Let’s call it the Quintessentially Great British Bucket List of all the places to visit in England… 


Primarily known as a city full of British intellect and architecture, Cambridge is home to some of the oldest colleges in England, including the grand 16th century Gothic King’s College Chapel, and the elegant Tudor Trinity College. The ancient colleges are situated along The River Cam, which runs through the heart of Cambridge and is one of the cities absolutely must do, quintessentially British experiences – punting. Rowing down the river whilst sipping a Pimms or two is a great way to see the city. And in the evening? Grab your bikes and head to one of the many traditional pubs cluttering the cobbled streets.

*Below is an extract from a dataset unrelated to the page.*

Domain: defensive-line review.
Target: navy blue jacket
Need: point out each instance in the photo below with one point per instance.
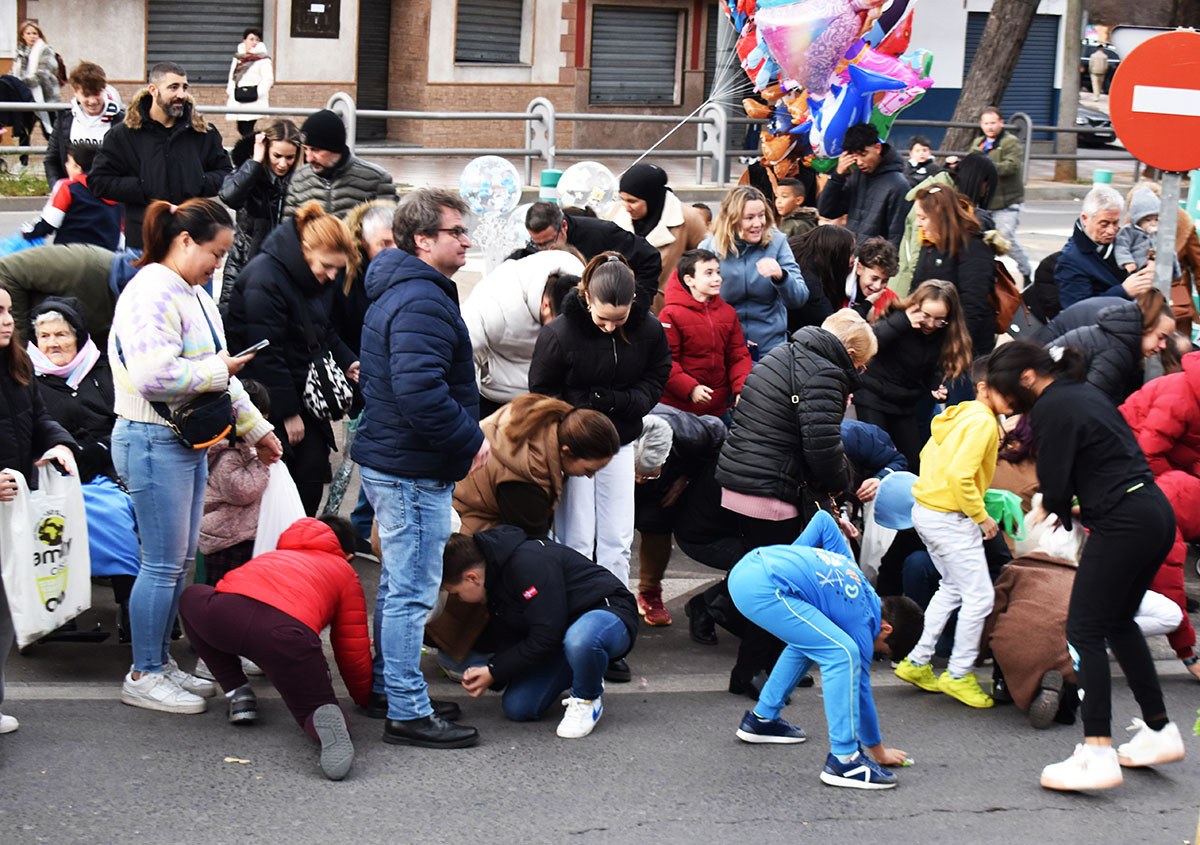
(417, 376)
(1081, 271)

Boats & people on the river in Cambridge


You can’t visit England without taking a trip to Stonehenge. The stone circle is one of the oldest monuments in Europe, dating back to the late Neolithic Age, around 3000BC. Now a UNESCO World Heritage Site, you can walk in the footsteps of your Neolithic ancestors and explore the ancient landscape, world-class exhibition and visitors centre.

View of stonehenge


If you’re after gently rolling hills and dozens of super cute quintessentially English towns, look no further than The Cotswolds, and in particular Painswick. The picture-perfect town is one of the best-preserved spots in the area, claiming the title ‘The Queen of The Cotswolds’. With views over the Severn Valley to the Welsh mountains beyond, plenty of pubs and an abundance of charming winding streets, this is an ideal place to get some down time whilst soaking up the very best England has to offer. Make sure you head to Painswick Rococo Garden, an absolute masterpiece of 18th-century design.

The Cotswolds, Painswick


This English town near the coast of East Sussex will really take you back in English time. Tudor buildings, medieval houses, antique stores, quirky shops, cobblestone streets and even a pretty harbour result in the perfect destination to really appreciate the charm and beauty of England.

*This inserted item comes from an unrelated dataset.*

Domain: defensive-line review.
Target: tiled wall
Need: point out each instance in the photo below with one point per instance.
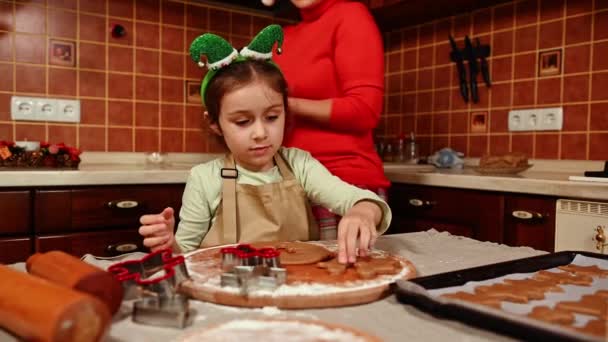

Building in Rye, East Sussex


Seaside retreats done right, Cornwall is situated on the rugged Southwest tip of England and boasts some of the most beautiful beaches around. Polperro is one of the area’s prettiest unspoilt fishing villages with cottages clinging to the cliffs and narrow streets full of paintings, pottery, flowers and bakeries. Expect to find art galleries, exhibitions and even air performances in this gem on the Cornish coast.

Beaches in Cornwall


Situated on the Southwest hills, Bath is brimming with 18th century Georgian architecture and is undoubtedly one of England’s most stylish and beautiful towns. And the best bit? It really is known for its baths. Home to 2,000 year old Roman Baths and natural thermal spas, this is the ultimate relaxing weekend, and even offers a whole load of boutique shops, bars and restaurants to keep you entertained.

Old bridge in Bath


The medieval market town with more than 800 years of history is famously also the home of England’s most iconic playwright, William Shakespeare. Born in Stratford in 1564, you can immediately see the ‘Romeo & Juliet’ inspirations when visiting Shakespeare’s hometown. With The Royal Shakespeare Company theatre performances, Warwick Castle and the charming Tudor town, nowhere says quintessential Britain quite like this.

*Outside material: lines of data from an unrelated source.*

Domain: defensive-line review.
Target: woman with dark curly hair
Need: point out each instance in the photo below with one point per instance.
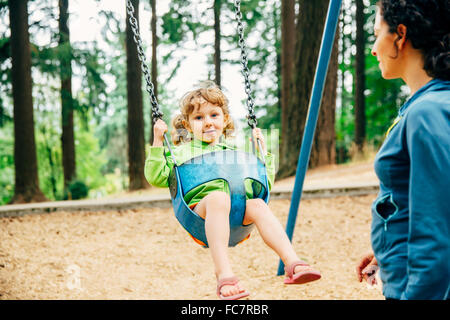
(411, 215)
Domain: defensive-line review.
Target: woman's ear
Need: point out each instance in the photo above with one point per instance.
(401, 40)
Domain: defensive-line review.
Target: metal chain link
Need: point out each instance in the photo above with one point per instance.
(156, 112)
(251, 118)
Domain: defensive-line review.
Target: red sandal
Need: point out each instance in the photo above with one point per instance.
(230, 281)
(302, 276)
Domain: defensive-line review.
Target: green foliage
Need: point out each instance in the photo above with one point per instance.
(76, 190)
(6, 163)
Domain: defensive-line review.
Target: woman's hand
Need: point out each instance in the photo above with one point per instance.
(159, 128)
(257, 135)
(367, 268)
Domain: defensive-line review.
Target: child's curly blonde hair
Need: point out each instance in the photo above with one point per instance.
(208, 91)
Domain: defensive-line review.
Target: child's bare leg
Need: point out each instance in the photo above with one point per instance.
(270, 229)
(215, 209)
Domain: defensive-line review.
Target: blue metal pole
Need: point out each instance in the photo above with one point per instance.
(313, 113)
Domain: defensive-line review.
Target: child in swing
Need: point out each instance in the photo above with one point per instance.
(205, 116)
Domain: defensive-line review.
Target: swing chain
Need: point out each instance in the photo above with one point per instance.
(156, 113)
(251, 117)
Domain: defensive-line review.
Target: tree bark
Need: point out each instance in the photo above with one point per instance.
(136, 142)
(287, 64)
(68, 136)
(154, 62)
(309, 29)
(360, 107)
(217, 37)
(323, 150)
(25, 159)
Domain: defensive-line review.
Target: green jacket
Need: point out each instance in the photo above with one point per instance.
(159, 164)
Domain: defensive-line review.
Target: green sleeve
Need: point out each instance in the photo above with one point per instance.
(158, 167)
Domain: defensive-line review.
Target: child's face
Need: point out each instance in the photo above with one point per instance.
(207, 122)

Stratford William Shakespeare's home town


Best known for Oxford University, the oldest university in the English-speaking world, Oxford has educated 26 British prime ministers and 50 Nobel Prize winners. The prestigious city dates back to the 13th century and may be recognisable from the many Harry Potter scenes filmed there. If you’re not buried away in books or Potter land, punt or cycle around the city and be sure to stop at one of the many afternoon tea spots.

Old buildings in Oxford


If you’re after rugged British countryside look no further, The Lake District is the UK’s most popular national park and offers glistering lakes and never ending green hills. The highest mountains in England are sure to give you some jaw-dropping views, tranquility and outdoor adventures.